Evapotranspiration is water evaporating from the ground and transpiration by plants. Evapotranspiration is also the way water vapor re-enters the atmosphere. Evaporation occurs when radiant energy from the sun heats water causing the water molecules to become so active that some of them rise into the atmosphere as vapor. Transpiration occurs when plants take in water through the roots and release it through the leaves, a process that can clean water by removing contaminants and pollution.
As you can see, many processes are at work to give you the water you need. And these processes are always at work. Just because Antarctica is frozen doesn't mean that evaporation is not taking place (ice can turn directly to water vapor by a process called sublimation). And because the Sahara Desert is so dry doesn't mean that precipitation is not happening (it evaporates before it makes it to the ground).

Introduction to Water Treatment
Now that you know how nature treats water, let's see how it's done in the water treatment plant before we consume it in a glass of water.
Water treatment in a typical water treatment plant is shown in the picture below. Based on the characteristics of the raw water and on other factors, this treatment process may vary considerably from place to place.

As water is pumped from the source (a well, spring, river, or lake) it is screened to remove debris. Then, at the water plant, various characteristics of the raw water are tested.
The water may be prechlorinated to kill microorganisms, control odors and taste, and aid in coagulation and settling.
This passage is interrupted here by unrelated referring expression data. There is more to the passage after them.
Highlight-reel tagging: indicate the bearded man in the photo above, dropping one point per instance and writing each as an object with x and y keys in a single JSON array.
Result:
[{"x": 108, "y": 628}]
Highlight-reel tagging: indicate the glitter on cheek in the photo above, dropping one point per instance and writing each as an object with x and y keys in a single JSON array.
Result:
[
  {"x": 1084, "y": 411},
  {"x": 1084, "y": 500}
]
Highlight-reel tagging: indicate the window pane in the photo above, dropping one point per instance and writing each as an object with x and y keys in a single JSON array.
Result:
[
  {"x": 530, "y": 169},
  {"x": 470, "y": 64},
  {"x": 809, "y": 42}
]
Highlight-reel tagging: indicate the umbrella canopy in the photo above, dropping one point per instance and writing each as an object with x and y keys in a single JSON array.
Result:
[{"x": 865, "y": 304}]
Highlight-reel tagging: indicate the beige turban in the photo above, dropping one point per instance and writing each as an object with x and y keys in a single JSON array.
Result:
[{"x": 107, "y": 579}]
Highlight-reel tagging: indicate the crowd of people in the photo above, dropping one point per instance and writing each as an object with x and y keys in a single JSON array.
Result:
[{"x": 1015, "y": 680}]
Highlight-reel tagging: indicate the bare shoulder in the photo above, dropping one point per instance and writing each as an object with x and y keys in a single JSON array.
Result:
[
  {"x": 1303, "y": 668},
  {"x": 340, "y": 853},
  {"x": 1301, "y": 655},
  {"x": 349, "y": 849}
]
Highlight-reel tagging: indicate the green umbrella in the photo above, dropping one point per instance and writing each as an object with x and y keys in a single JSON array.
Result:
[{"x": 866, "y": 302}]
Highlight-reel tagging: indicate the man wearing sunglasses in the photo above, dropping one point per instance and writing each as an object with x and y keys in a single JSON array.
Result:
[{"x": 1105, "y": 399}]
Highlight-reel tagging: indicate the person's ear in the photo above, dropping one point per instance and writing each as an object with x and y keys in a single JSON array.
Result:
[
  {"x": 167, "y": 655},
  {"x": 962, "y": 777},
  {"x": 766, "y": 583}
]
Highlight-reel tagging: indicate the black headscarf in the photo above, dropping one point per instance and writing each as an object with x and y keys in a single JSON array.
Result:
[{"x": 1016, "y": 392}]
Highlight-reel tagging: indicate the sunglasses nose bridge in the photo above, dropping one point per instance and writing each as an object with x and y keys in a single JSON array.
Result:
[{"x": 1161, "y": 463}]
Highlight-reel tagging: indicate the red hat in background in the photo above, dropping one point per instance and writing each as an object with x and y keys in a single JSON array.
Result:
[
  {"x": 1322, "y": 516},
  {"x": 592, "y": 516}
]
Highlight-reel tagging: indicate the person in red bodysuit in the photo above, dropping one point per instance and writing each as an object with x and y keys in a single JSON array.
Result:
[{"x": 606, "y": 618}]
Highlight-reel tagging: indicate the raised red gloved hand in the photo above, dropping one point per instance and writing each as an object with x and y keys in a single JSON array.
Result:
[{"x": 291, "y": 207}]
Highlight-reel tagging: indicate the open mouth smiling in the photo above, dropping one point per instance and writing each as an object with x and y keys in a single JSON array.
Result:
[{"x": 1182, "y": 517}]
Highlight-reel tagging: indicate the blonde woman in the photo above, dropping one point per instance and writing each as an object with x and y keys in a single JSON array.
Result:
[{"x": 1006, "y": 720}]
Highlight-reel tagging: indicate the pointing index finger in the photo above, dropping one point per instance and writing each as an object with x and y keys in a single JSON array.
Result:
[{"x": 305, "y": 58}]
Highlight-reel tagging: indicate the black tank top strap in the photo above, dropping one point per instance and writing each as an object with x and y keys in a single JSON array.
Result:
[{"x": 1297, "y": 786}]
The water may also be aerated, which removes carbon dioxide (CO2) and raises pH, oxidizes iron (Fe) and manganese (Mn), removes hydrogen sulfide (H2S), and removes organic contaminants. Potassium permanganate (KMnO4) may be added to the water in the collection tray of the aerator in order to remove iron and manganese from the water. Ozone may be added to the water to treat iron and manganese, remove algae, neutralize hydrogen sulfide (H2S), and aid in flocculation. Many of these are dependent upon the plant and the amount of water being distributed daily.
In most cases, the water then enters a flash mix chamber. Here, various chemicals are added and are mixed into the water. Coagulants cause fine particles to clump together into larger particles. Alkali are added to adjust the pH as well as to oxidize iron and manganese. Hexametaphosphate may be added to prevent corrosion of pipes.
After flowing out of the flash mix chamber, the water goes through a chamber which causes coagulation and flocculation to occur. Here, the fine particles of contaminants gather together into large clumps called floc. When the water flows into the sedimentation basin, some of the floc settles out of the water and is removed. Next, the water is passed through filters which remove particles too small to settle out in the sedimentation basin.
Finally, chlorine is added to the water. The water may also be fluoridated to reduce tooth decay in the consumers. The water is left in the clear well for a period of time to allow the chlorine to kill bacteria in the water and to oxidize hydrogen sulfide. The water is now treated and ready to be distributed.
That was a quick overview of the water treatment process and what happens to water as it goes through the plant step by step. We will get into greater detail in later lessons so that you will understand each step of the process, why it is done and how to make sure each step is being done efficiently.